Finding a New Road to Connection: What Jeremiah Brown’s Book Club Can Teach Fathers

BySeth Eisenberg

12 Jul 2025
Jeremiah Brown reading a book

When Jeremiah Brown was voted off Love Island USA, he didn’t find love. But in a moment that could have faded into social media oblivion, he did something profoundly unexpected: he asked his TikTok followers what he should do next. Their answer — “start a book club” — might have sounded like a joke for a reality TV star. But Jeremiah said yes. And in doing so, he opened a door to connection that’s strikingly relevant to fathers and families today. Alexandra Alter writes about Brown’s journey in a weekend New York Times feature.

The result? A book club — Jeremiah’s Reading Room — that now counts over 120,000 members, many of them young people engaging with literature, discussing ideas, and creating community. The first book? The Song of Achilles, a tragic epic of love, loyalty, and sacrifice.

There’s something quietly revolutionary about what Jeremiah is doing. In a world where masculinity is often measured by toughness and silence, here is a young man inviting others — especially young men — to explore vulnerability, emotion, and intellectual intimacy through story.

It’s the kind of emotional reeducation that Dr. Daniel Casriel and I envisioned in The Road of Happiness Now, a powerful work exploring how we’ve been conditioned to suppress the very feelings that make us most human — and most able to love.

Casriel wrote, “Nature meant for you to be happy. Nature is on our side.” Yet many fathers have learned to hide their fears, joys, and pain.

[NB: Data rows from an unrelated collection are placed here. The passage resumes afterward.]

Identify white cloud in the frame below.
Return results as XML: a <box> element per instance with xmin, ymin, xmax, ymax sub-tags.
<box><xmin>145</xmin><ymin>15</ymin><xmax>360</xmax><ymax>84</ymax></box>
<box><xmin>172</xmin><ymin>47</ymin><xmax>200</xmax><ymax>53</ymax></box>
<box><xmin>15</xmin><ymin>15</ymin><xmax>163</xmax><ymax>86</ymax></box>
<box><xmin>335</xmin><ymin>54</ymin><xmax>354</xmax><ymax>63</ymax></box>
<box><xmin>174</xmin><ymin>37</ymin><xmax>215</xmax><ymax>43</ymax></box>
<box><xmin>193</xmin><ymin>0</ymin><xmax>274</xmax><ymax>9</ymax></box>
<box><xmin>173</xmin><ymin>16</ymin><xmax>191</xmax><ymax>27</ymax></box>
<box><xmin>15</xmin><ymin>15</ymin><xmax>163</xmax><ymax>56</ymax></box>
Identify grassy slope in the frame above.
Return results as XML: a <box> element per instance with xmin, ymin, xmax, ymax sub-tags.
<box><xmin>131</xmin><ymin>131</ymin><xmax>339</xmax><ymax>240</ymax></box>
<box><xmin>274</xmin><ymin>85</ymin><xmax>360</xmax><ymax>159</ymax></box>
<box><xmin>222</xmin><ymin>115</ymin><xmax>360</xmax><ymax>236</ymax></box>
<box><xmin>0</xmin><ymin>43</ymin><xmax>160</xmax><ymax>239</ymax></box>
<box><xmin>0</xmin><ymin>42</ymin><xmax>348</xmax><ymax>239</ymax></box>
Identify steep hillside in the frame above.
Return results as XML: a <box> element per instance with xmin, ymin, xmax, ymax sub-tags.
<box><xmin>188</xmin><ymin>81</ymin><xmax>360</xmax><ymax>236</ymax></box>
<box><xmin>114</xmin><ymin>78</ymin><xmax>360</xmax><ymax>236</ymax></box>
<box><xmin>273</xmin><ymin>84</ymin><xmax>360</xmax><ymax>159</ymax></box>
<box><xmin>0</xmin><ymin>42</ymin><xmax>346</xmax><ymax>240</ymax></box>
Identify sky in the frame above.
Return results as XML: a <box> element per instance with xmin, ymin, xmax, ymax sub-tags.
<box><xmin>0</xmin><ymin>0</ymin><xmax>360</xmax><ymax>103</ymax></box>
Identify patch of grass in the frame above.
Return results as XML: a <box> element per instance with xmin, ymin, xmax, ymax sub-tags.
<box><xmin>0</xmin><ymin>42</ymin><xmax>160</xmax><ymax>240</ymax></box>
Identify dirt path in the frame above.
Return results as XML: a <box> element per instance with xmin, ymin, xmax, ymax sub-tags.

We learn to cope, to endure, to provide. But too often, we don’t learn to connect. That disconnect can silently shape our relationships with our partners, children, and selves.

What Jeremiah Brown is doing — whether he realizes it or not — is offering an alternative path. He’s not prescribing a solution. He’s not pretending to be a guru. He’s showing up, as a peer, ready to learn with others. That’s the heart of The Road of Happiness: not authority-over-other, but person-with-person. That’s the path to healing.

Jeremiah told the New York Times, “It feels like something we could have that’s more than just content on TikTok… something I could build and have a community around.” Fathers take note: this is what our children — and many of us — are longing for. Not content. Connection.

Book clubs may not be the answer for every dad. But the idea of building community around shared emotional experiences — of opening space for storytelling, reflection, and growth — is timeless. And it starts, as Jeremiah shows, with a simple, courageous question: “What’s next?”